As a little boy opened the big family Bible, something fell out of it: an old leaf that had been pressed in between the pages. “Mamma, look what I found,” he shouted excitedly. “What have you got there?” his mother asked. With astonishment in his voice, the little boy answered: “I think it’s Adam’s underwear.” ~ Unknown
In October, I will be sixty-two years old. There are some days that I feel every minute of those sixty-two years. There are other days that I feel it should be seventy-two or eighty-two. Yet, there are still other days that it feels more like twenty-two. Why? Children.
Children can really keep you on your toes. Children can keep you wondering. Children can keep you young. They have such an open, innocent way of looking at their world that amazes me. Even in the joke above, we can well imagine a child thinking that he found Adam’s underwear. The reason would be quite simple. For years he would have heard about Adam and Eve. He would have heard the story about them eating the fruit of the tree and realizing that they were naked. He would have heard that they clothed themselves with the leaves of the trees. Hence, underwear.
In the same manner of seeing things through the eyes of a child, I have often been called God. Little children often come with their parents for Mass and say, “Hi, God”, to me when I greet them. Their parents tell them they are going to God’s house and I am the person that they see. Therefore, it is natural to call me God.
The minds of children are keen and open and impressionable. The eyes of children see all. The ears of children hear all. They may get things wrong or confused and it becomes our responsibility to inform them of the truth of things. We just need to make sure that we do so in a loving manner. It is never easy to be told that we are wrong, even at a very young age.

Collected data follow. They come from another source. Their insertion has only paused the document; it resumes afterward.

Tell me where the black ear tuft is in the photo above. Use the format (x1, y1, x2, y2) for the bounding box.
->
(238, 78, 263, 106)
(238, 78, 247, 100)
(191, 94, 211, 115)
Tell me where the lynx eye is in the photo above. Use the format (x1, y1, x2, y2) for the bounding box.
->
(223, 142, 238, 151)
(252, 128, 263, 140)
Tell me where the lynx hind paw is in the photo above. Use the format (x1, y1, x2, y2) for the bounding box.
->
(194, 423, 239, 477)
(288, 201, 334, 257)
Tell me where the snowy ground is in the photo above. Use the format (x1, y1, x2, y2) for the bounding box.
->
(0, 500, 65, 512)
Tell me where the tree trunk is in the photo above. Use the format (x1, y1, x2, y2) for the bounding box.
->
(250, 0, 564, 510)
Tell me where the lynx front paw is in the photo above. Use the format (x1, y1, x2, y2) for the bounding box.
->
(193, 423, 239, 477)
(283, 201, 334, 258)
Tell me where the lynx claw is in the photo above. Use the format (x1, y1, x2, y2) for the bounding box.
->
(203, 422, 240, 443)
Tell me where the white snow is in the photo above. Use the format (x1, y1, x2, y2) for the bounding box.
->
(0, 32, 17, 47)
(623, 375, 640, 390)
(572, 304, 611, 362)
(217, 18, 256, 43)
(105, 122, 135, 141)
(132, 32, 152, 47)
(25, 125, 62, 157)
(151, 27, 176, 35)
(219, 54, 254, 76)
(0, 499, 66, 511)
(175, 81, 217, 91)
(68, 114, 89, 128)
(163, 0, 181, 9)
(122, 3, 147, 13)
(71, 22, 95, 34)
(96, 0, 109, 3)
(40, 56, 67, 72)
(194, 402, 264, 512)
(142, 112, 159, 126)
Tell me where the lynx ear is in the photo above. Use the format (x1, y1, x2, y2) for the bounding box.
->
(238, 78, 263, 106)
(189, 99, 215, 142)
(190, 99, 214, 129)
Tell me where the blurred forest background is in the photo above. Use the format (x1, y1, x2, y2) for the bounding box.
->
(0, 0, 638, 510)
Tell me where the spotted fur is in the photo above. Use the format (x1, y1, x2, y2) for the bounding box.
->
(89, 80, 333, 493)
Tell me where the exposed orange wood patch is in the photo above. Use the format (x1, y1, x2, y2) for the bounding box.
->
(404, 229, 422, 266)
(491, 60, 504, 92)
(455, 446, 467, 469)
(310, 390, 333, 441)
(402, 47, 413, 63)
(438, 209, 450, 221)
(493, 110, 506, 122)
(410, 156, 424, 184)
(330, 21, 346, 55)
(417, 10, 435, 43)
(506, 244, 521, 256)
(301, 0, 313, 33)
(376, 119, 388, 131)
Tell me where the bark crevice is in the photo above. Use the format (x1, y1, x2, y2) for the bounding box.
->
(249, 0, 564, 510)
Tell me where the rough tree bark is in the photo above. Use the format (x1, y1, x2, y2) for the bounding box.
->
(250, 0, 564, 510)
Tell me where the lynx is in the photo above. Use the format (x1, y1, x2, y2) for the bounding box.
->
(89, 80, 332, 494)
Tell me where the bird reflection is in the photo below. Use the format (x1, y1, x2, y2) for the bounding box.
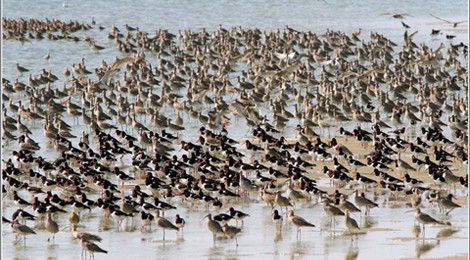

Do not laugh at innocent observations. Do not ridicule innocent questions. They are ways in which people can learn the truths of life, the truths of the faith, the truths of the love and goodness of God.
When children ask me questions about the faith, it gives me the opportunity to think about new ways to explain the mystery of God. I hope it helps them to come to know God better. I know that it helps me.
FAITH ACTION: Think about the deep mysteries of the faith that have always had special meaning to you. If possible, share those with family or friends today.